3.    Growing new partnerships

  • RaVE is collaborating with the Beacon Food Forest group in offering canning classes that have drawn a very high attendance. The classes are a way for more people to be keeping up their intake of healthy vegetables as part of RaVE’s goals.
  • Urban Impact will have a summer camp at RBUFW that gives RaVE connections to school based programs conducted by Urban Impact.
  • RaVE will explore a potential partnership with the YMCA at the new Rainier Beach Community Center.

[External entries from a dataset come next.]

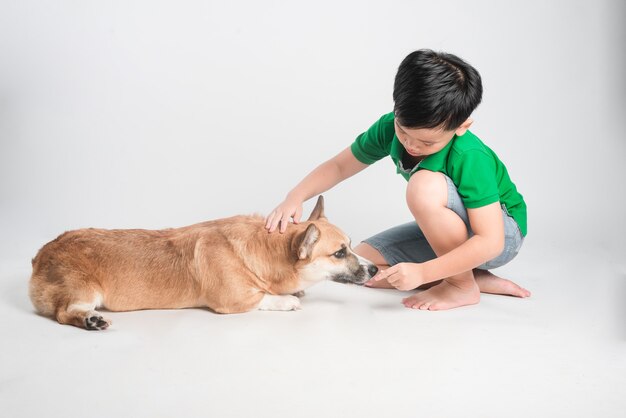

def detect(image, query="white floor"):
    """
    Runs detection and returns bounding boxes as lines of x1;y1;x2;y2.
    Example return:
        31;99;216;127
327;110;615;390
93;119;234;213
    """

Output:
0;240;626;418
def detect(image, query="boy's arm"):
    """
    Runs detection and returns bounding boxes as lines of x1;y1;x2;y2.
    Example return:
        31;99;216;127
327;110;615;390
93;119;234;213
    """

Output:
265;147;368;233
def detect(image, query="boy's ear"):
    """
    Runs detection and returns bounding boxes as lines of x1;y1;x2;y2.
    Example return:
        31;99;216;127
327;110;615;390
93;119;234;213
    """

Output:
307;195;326;221
298;224;320;260
454;118;474;136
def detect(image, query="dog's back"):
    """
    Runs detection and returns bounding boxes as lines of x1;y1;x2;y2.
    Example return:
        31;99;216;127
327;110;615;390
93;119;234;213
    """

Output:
30;199;372;329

4.    Working toward Sustainability of the RaVE model

  • Rainier Community Center (RCC) had a May planning meeting and several actions are developing. The site is available for community dinners and the experienced volunteer cooks have shown an interest in continuing the dinners. RaVE will continue to work with the RCC to develop a plan to transition the dinner leadership from RaVE to the RCC. In addition, RaVE will also work with a team from the RCC to develop an application to the Parks Foundation or Parks Urban Food System for a food animator pilot position. Future work will also be to plan for the community garden to transition to RCC management.

Indicators of collaborations that will contribute to sustaining the RaVE Grow, Share, Eat model

The RaVE team is beginning to see evidence of cooperation and collaboration that will contribute to the RaVE model being sustained in the community.  The team will be looking to develop ongoing relationships with community partners, working with the existing mini-grantees and with the newly awarded mini-grantees to maximize their efforts and positive influence in the Rainier Valley, in order to sustain the RaVE Grow, Share, Eat model. Two positive indicators of sustaining the RaVE model are described below.

Mobilizing community residents committed to sustaining the RaVE model

RaVE is mobilizing some community residents who are engaging in repeated activities such as working at the farm weekly, or volunteer cooking at the monthly community dinners, or helping weekly in after school cooking clubs. This is emerging evidence of community residents carrying out their interests in healthy eating and in promoting increased intake of fresh vegetables with their neighbors.

RaVE is also capturing a participation pattern among local residents who are engaging into more than one activity. This occurs when students who came to the farm on a field trip return for the community dinner or come with their families to volunteer at the farm or at a community garden. Another sign is when a student who had come to the farm on a field trip is present again at the farm as a volunteer leader with a children’s group touring the farm. Another encouraging finding is the multi-generational involvement such as grandparents and grandchildren attending a community dinner at South Shore School or Rainier Community Center or working together at the Danny Woo garden.  Parents/guardians are also working together at work parties on the farm or volunteering at the community dinners where the children are contributing their kitchen skills alongside adults.  The pattern of adults, teens, and children engaging into more than one activity is an encouraging sign of residents being energized with the RaVE Grow, Share, Eat model.